Companies have the choice of a variety of methods to value their assets, and they also have the choice to use different methods for different assets (Haskins, Ferris and Selling, 2000). Historical Cost Accounting is a universally recognized accounting model which is preferred by most businesses, but throughout time several models have been proposed to replace or operate along side with historical cost accounting (Elliot and Elliot, 2008), the three methods that will be discussed in this paper are Historic Cost Accounting (HCA), Current Purchasing Power (CPP) and Fair Value Accounting (FVA).
The traditional Historical Cost Accounting records transactions at their original historical monetary cost, any items or an event that has no monetary transaction is usually ignored. Historic cost accounting takes income into account only when revenue is realised in cash or some form which will soon become cash for every period. The profit is calculated through matching costs of items consumed with the generated revenues of the period. A prudent view is taken to value assets (CIMA, 2007).
To illustrate more and understand the Traditional Historical Cost Accounting, an example will be adopted from CIMA publications paper P8 financial analysis:
”Company A acquires a new machine in 20X4. This machine costs $50,000 and has an estimated useful life of ten years,
Company B acquires an identical machine in 20X5, except that it buys a machine exactly one year old, with an estimated useful life of nine years. The cost of the machine is $48,000.
Depreciation charges (straight-line basis) in 20X5 are as follows:
Company A 1/10*$50,000= $5,000
Company B 1/9*$48,000= $5,333
Net Book values at the end of 20X5 are:
Company A $50,000-(2*, 5000) = $40,000
Company B $48,000-$5,333= $42, 0000”
(CIMA Publications, 2007, Paper P8, Financial analysis Pg. 243)
According to historical cost accounting, even though both companies use the same machine in 20X5, the income statement will show different profit figures, and the statement of financial position will show different Assets figures (CIMA, 2007).
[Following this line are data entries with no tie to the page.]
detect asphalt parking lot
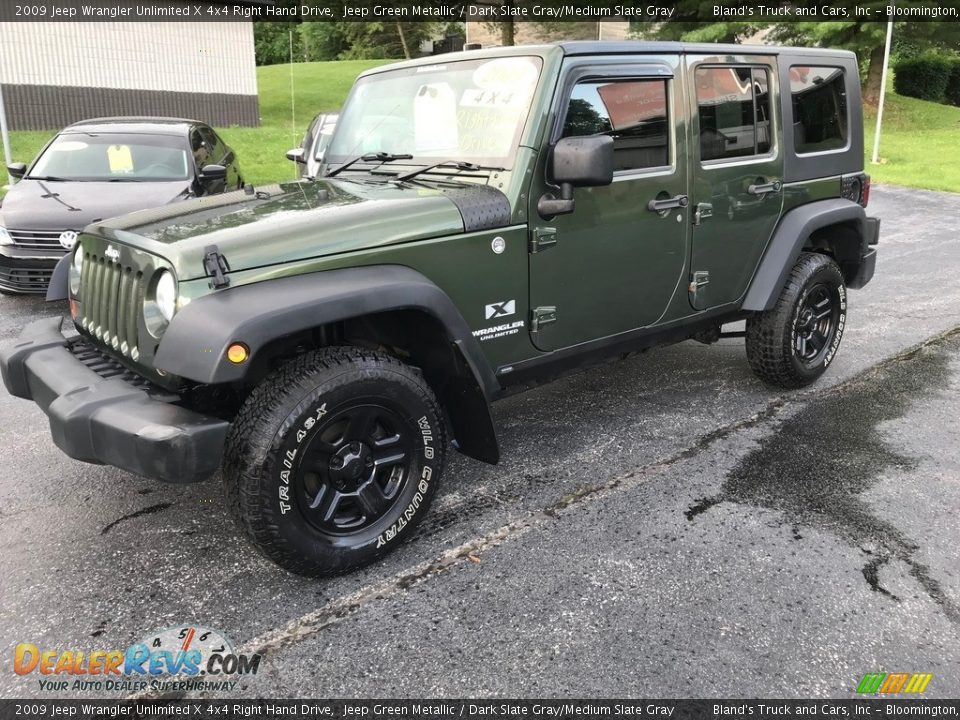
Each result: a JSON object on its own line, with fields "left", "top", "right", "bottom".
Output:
{"left": 1, "top": 185, "right": 958, "bottom": 699}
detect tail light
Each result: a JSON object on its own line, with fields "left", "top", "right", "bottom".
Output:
{"left": 841, "top": 173, "right": 870, "bottom": 208}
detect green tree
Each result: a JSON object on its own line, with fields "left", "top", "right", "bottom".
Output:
{"left": 637, "top": 0, "right": 960, "bottom": 106}
{"left": 254, "top": 21, "right": 303, "bottom": 66}
{"left": 771, "top": 20, "right": 890, "bottom": 104}
{"left": 771, "top": 16, "right": 960, "bottom": 104}
{"left": 299, "top": 22, "right": 350, "bottom": 62}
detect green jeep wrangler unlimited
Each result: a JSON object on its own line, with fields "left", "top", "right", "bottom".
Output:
{"left": 1, "top": 42, "right": 878, "bottom": 576}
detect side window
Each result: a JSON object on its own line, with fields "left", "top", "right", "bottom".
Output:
{"left": 199, "top": 127, "right": 223, "bottom": 161}
{"left": 561, "top": 78, "right": 670, "bottom": 172}
{"left": 189, "top": 129, "right": 210, "bottom": 169}
{"left": 790, "top": 66, "right": 848, "bottom": 154}
{"left": 696, "top": 66, "right": 773, "bottom": 162}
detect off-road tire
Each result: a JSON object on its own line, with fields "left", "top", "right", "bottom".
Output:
{"left": 223, "top": 346, "right": 446, "bottom": 577}
{"left": 746, "top": 252, "right": 847, "bottom": 389}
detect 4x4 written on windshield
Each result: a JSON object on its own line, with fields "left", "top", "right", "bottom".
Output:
{"left": 325, "top": 56, "right": 543, "bottom": 169}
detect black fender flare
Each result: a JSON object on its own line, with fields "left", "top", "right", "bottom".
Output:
{"left": 46, "top": 253, "right": 71, "bottom": 302}
{"left": 742, "top": 199, "right": 866, "bottom": 312}
{"left": 155, "top": 265, "right": 501, "bottom": 463}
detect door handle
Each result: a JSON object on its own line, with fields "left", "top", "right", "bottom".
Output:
{"left": 748, "top": 179, "right": 782, "bottom": 195}
{"left": 647, "top": 194, "right": 689, "bottom": 212}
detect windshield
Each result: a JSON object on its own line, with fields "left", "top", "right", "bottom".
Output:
{"left": 327, "top": 56, "right": 543, "bottom": 169}
{"left": 28, "top": 133, "right": 190, "bottom": 181}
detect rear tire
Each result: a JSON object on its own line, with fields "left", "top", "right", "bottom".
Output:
{"left": 223, "top": 346, "right": 446, "bottom": 576}
{"left": 745, "top": 252, "right": 847, "bottom": 389}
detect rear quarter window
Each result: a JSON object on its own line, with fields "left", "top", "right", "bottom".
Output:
{"left": 790, "top": 66, "right": 848, "bottom": 154}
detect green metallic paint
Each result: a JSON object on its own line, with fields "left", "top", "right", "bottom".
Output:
{"left": 526, "top": 53, "right": 689, "bottom": 351}
{"left": 86, "top": 180, "right": 470, "bottom": 282}
{"left": 685, "top": 54, "right": 784, "bottom": 311}
{"left": 72, "top": 43, "right": 853, "bottom": 391}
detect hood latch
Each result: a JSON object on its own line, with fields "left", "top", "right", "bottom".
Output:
{"left": 203, "top": 245, "right": 231, "bottom": 289}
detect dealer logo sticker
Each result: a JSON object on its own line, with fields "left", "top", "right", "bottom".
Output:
{"left": 485, "top": 299, "right": 515, "bottom": 320}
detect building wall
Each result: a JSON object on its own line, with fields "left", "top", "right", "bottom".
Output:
{"left": 0, "top": 17, "right": 259, "bottom": 130}
{"left": 465, "top": 21, "right": 631, "bottom": 47}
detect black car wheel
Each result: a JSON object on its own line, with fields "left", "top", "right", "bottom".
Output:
{"left": 746, "top": 252, "right": 847, "bottom": 388}
{"left": 223, "top": 347, "right": 446, "bottom": 577}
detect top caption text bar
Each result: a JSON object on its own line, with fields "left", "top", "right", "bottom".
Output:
{"left": 1, "top": 0, "right": 958, "bottom": 22}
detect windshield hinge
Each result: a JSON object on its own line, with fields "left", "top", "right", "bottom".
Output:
{"left": 203, "top": 245, "right": 231, "bottom": 289}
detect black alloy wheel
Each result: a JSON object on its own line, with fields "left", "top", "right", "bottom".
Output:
{"left": 793, "top": 283, "right": 841, "bottom": 367}
{"left": 294, "top": 400, "right": 415, "bottom": 535}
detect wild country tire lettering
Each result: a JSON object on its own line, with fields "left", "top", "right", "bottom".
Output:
{"left": 376, "top": 415, "right": 436, "bottom": 548}
{"left": 825, "top": 286, "right": 847, "bottom": 367}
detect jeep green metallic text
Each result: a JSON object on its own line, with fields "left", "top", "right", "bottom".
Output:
{"left": 1, "top": 43, "right": 879, "bottom": 576}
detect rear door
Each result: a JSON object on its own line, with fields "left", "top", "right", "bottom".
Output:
{"left": 686, "top": 56, "right": 783, "bottom": 310}
{"left": 527, "top": 58, "right": 689, "bottom": 351}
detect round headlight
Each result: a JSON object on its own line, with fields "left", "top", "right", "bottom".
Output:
{"left": 155, "top": 270, "right": 177, "bottom": 323}
{"left": 69, "top": 249, "right": 83, "bottom": 295}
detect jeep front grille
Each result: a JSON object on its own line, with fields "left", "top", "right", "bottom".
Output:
{"left": 78, "top": 251, "right": 146, "bottom": 360}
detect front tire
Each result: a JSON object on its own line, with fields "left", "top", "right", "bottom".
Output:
{"left": 745, "top": 252, "right": 847, "bottom": 389}
{"left": 223, "top": 347, "right": 446, "bottom": 576}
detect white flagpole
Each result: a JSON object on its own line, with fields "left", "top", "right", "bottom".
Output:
{"left": 871, "top": 11, "right": 895, "bottom": 164}
{"left": 0, "top": 87, "right": 12, "bottom": 186}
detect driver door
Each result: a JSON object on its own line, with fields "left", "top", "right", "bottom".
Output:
{"left": 527, "top": 60, "right": 688, "bottom": 352}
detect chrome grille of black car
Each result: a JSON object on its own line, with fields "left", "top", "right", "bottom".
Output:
{"left": 77, "top": 251, "right": 146, "bottom": 360}
{"left": 8, "top": 229, "right": 66, "bottom": 249}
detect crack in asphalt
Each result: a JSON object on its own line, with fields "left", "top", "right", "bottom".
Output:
{"left": 685, "top": 326, "right": 960, "bottom": 624}
{"left": 100, "top": 502, "right": 173, "bottom": 535}
{"left": 134, "top": 325, "right": 960, "bottom": 699}
{"left": 222, "top": 396, "right": 793, "bottom": 675}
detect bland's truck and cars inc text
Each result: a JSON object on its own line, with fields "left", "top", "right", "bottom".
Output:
{"left": 3, "top": 2, "right": 960, "bottom": 712}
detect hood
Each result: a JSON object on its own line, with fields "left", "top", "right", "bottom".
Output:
{"left": 0, "top": 178, "right": 191, "bottom": 231}
{"left": 86, "top": 178, "right": 512, "bottom": 281}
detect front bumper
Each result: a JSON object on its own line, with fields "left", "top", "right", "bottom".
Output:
{"left": 0, "top": 249, "right": 59, "bottom": 293}
{"left": 0, "top": 317, "right": 229, "bottom": 483}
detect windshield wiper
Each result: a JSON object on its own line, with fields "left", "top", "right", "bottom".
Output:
{"left": 326, "top": 152, "right": 413, "bottom": 178}
{"left": 27, "top": 175, "right": 72, "bottom": 181}
{"left": 396, "top": 161, "right": 505, "bottom": 183}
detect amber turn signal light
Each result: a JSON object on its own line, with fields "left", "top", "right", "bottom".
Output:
{"left": 226, "top": 343, "right": 249, "bottom": 364}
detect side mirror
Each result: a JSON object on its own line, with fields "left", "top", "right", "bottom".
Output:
{"left": 199, "top": 164, "right": 227, "bottom": 181}
{"left": 538, "top": 136, "right": 614, "bottom": 220}
{"left": 7, "top": 163, "right": 27, "bottom": 181}
{"left": 286, "top": 148, "right": 306, "bottom": 164}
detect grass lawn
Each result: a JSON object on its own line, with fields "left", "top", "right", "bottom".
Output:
{"left": 863, "top": 93, "right": 960, "bottom": 193}
{"left": 2, "top": 59, "right": 959, "bottom": 194}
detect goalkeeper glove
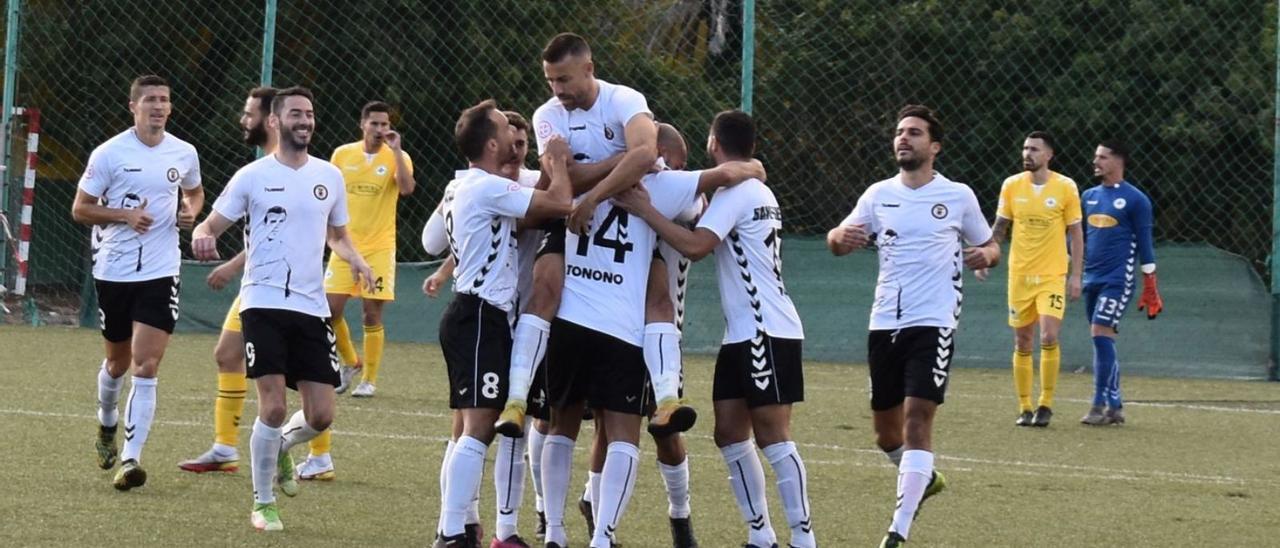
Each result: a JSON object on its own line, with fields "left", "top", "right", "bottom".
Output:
{"left": 1138, "top": 272, "right": 1163, "bottom": 319}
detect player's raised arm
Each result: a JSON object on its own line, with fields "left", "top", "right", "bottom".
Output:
{"left": 567, "top": 114, "right": 657, "bottom": 233}
{"left": 563, "top": 151, "right": 623, "bottom": 194}
{"left": 695, "top": 159, "right": 766, "bottom": 194}
{"left": 614, "top": 185, "right": 720, "bottom": 261}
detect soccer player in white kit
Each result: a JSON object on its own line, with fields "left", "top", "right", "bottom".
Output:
{"left": 434, "top": 100, "right": 574, "bottom": 548}
{"left": 191, "top": 87, "right": 374, "bottom": 531}
{"left": 614, "top": 111, "right": 816, "bottom": 548}
{"left": 827, "top": 105, "right": 1001, "bottom": 548}
{"left": 72, "top": 74, "right": 204, "bottom": 491}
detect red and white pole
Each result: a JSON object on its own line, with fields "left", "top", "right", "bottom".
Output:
{"left": 13, "top": 106, "right": 39, "bottom": 296}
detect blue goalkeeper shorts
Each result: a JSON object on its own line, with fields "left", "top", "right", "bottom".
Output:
{"left": 1083, "top": 280, "right": 1134, "bottom": 331}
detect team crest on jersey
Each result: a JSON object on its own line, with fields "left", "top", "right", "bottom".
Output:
{"left": 166, "top": 167, "right": 179, "bottom": 182}
{"left": 1044, "top": 197, "right": 1057, "bottom": 208}
{"left": 931, "top": 203, "right": 948, "bottom": 219}
{"left": 604, "top": 126, "right": 615, "bottom": 140}
{"left": 1113, "top": 198, "right": 1127, "bottom": 209}
{"left": 375, "top": 165, "right": 388, "bottom": 176}
{"left": 313, "top": 184, "right": 329, "bottom": 200}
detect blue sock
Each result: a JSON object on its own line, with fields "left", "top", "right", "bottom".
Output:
{"left": 1091, "top": 336, "right": 1116, "bottom": 407}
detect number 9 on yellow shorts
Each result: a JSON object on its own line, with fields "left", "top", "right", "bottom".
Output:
{"left": 324, "top": 248, "right": 396, "bottom": 300}
{"left": 1007, "top": 274, "right": 1066, "bottom": 327}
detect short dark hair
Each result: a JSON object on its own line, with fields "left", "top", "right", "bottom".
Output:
{"left": 271, "top": 86, "right": 314, "bottom": 115}
{"left": 542, "top": 32, "right": 591, "bottom": 63}
{"left": 711, "top": 110, "right": 756, "bottom": 157}
{"left": 1026, "top": 130, "right": 1055, "bottom": 152}
{"left": 249, "top": 86, "right": 277, "bottom": 117}
{"left": 1098, "top": 139, "right": 1129, "bottom": 164}
{"left": 130, "top": 75, "right": 169, "bottom": 100}
{"left": 455, "top": 99, "right": 500, "bottom": 161}
{"left": 897, "top": 104, "right": 944, "bottom": 143}
{"left": 504, "top": 111, "right": 529, "bottom": 132}
{"left": 361, "top": 100, "right": 390, "bottom": 121}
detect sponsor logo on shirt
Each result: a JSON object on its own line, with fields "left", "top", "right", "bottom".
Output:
{"left": 931, "top": 203, "right": 949, "bottom": 219}
{"left": 1088, "top": 214, "right": 1118, "bottom": 228}
{"left": 123, "top": 167, "right": 142, "bottom": 173}
{"left": 566, "top": 264, "right": 623, "bottom": 285}
{"left": 568, "top": 125, "right": 587, "bottom": 131}
{"left": 265, "top": 186, "right": 285, "bottom": 192}
{"left": 537, "top": 121, "right": 553, "bottom": 138}
{"left": 313, "top": 184, "right": 329, "bottom": 200}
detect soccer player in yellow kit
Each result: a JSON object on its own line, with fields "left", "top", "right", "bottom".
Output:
{"left": 294, "top": 101, "right": 414, "bottom": 480}
{"left": 988, "top": 131, "right": 1083, "bottom": 427}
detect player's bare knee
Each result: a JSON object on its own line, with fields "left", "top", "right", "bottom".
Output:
{"left": 214, "top": 337, "right": 245, "bottom": 373}
{"left": 104, "top": 357, "right": 131, "bottom": 378}
{"left": 713, "top": 421, "right": 751, "bottom": 448}
{"left": 1040, "top": 331, "right": 1059, "bottom": 347}
{"left": 307, "top": 411, "right": 333, "bottom": 432}
{"left": 131, "top": 356, "right": 161, "bottom": 378}
{"left": 1014, "top": 327, "right": 1036, "bottom": 353}
{"left": 361, "top": 301, "right": 384, "bottom": 326}
{"left": 653, "top": 433, "right": 685, "bottom": 465}
{"left": 645, "top": 292, "right": 674, "bottom": 323}
{"left": 257, "top": 404, "right": 287, "bottom": 427}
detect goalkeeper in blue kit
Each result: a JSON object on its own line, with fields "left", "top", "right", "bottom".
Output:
{"left": 1079, "top": 140, "right": 1163, "bottom": 426}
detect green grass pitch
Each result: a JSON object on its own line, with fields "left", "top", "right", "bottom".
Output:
{"left": 2, "top": 325, "right": 1278, "bottom": 546}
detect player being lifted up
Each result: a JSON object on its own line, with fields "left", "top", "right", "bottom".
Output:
{"left": 614, "top": 111, "right": 816, "bottom": 548}
{"left": 180, "top": 85, "right": 277, "bottom": 475}
{"left": 986, "top": 131, "right": 1083, "bottom": 427}
{"left": 73, "top": 74, "right": 204, "bottom": 490}
{"left": 1079, "top": 140, "right": 1162, "bottom": 426}
{"left": 433, "top": 99, "right": 573, "bottom": 548}
{"left": 496, "top": 32, "right": 695, "bottom": 444}
{"left": 192, "top": 87, "right": 373, "bottom": 531}
{"left": 827, "top": 105, "right": 1000, "bottom": 548}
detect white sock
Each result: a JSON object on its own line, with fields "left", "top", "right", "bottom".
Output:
{"left": 890, "top": 450, "right": 934, "bottom": 540}
{"left": 527, "top": 425, "right": 546, "bottom": 512}
{"left": 721, "top": 440, "right": 776, "bottom": 547}
{"left": 763, "top": 441, "right": 816, "bottom": 547}
{"left": 541, "top": 435, "right": 575, "bottom": 546}
{"left": 592, "top": 442, "right": 640, "bottom": 547}
{"left": 468, "top": 454, "right": 484, "bottom": 525}
{"left": 443, "top": 436, "right": 488, "bottom": 537}
{"left": 280, "top": 409, "right": 321, "bottom": 452}
{"left": 587, "top": 470, "right": 600, "bottom": 503}
{"left": 509, "top": 314, "right": 550, "bottom": 403}
{"left": 643, "top": 322, "right": 682, "bottom": 403}
{"left": 120, "top": 376, "right": 157, "bottom": 463}
{"left": 494, "top": 433, "right": 527, "bottom": 540}
{"left": 659, "top": 457, "right": 692, "bottom": 519}
{"left": 884, "top": 445, "right": 904, "bottom": 466}
{"left": 96, "top": 360, "right": 123, "bottom": 427}
{"left": 251, "top": 418, "right": 282, "bottom": 504}
{"left": 438, "top": 439, "right": 456, "bottom": 535}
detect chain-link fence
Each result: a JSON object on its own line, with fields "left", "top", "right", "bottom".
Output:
{"left": 1, "top": 1, "right": 1276, "bottom": 343}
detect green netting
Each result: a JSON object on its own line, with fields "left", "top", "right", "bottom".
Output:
{"left": 175, "top": 241, "right": 1269, "bottom": 380}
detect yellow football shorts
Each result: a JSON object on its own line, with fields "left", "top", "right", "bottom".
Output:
{"left": 221, "top": 295, "right": 243, "bottom": 333}
{"left": 324, "top": 247, "right": 395, "bottom": 300}
{"left": 1007, "top": 274, "right": 1066, "bottom": 327}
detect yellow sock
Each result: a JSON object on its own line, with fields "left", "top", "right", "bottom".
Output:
{"left": 214, "top": 372, "right": 247, "bottom": 447}
{"left": 1013, "top": 350, "right": 1034, "bottom": 412}
{"left": 332, "top": 315, "right": 360, "bottom": 367}
{"left": 1039, "top": 343, "right": 1060, "bottom": 408}
{"left": 309, "top": 429, "right": 332, "bottom": 457}
{"left": 361, "top": 324, "right": 385, "bottom": 385}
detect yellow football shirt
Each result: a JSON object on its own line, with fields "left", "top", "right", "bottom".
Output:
{"left": 996, "top": 170, "right": 1082, "bottom": 276}
{"left": 330, "top": 142, "right": 413, "bottom": 252}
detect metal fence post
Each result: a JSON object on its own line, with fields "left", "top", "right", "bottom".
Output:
{"left": 1271, "top": 2, "right": 1280, "bottom": 381}
{"left": 740, "top": 0, "right": 754, "bottom": 115}
{"left": 1, "top": 0, "right": 22, "bottom": 286}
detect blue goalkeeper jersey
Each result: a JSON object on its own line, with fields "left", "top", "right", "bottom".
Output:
{"left": 1081, "top": 181, "right": 1155, "bottom": 286}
The historical cost accounting is principally an objective accounting system; its nature is easily understood and is always supported by documented evidence, such as invoices. Therefore Historical Accounting is undisputedly verifiable. Furthermore one of the main characteristics of historical cost accounting is that the profit concept used in HCA is generally easy and well understood (Elliot and Elliot, 2008).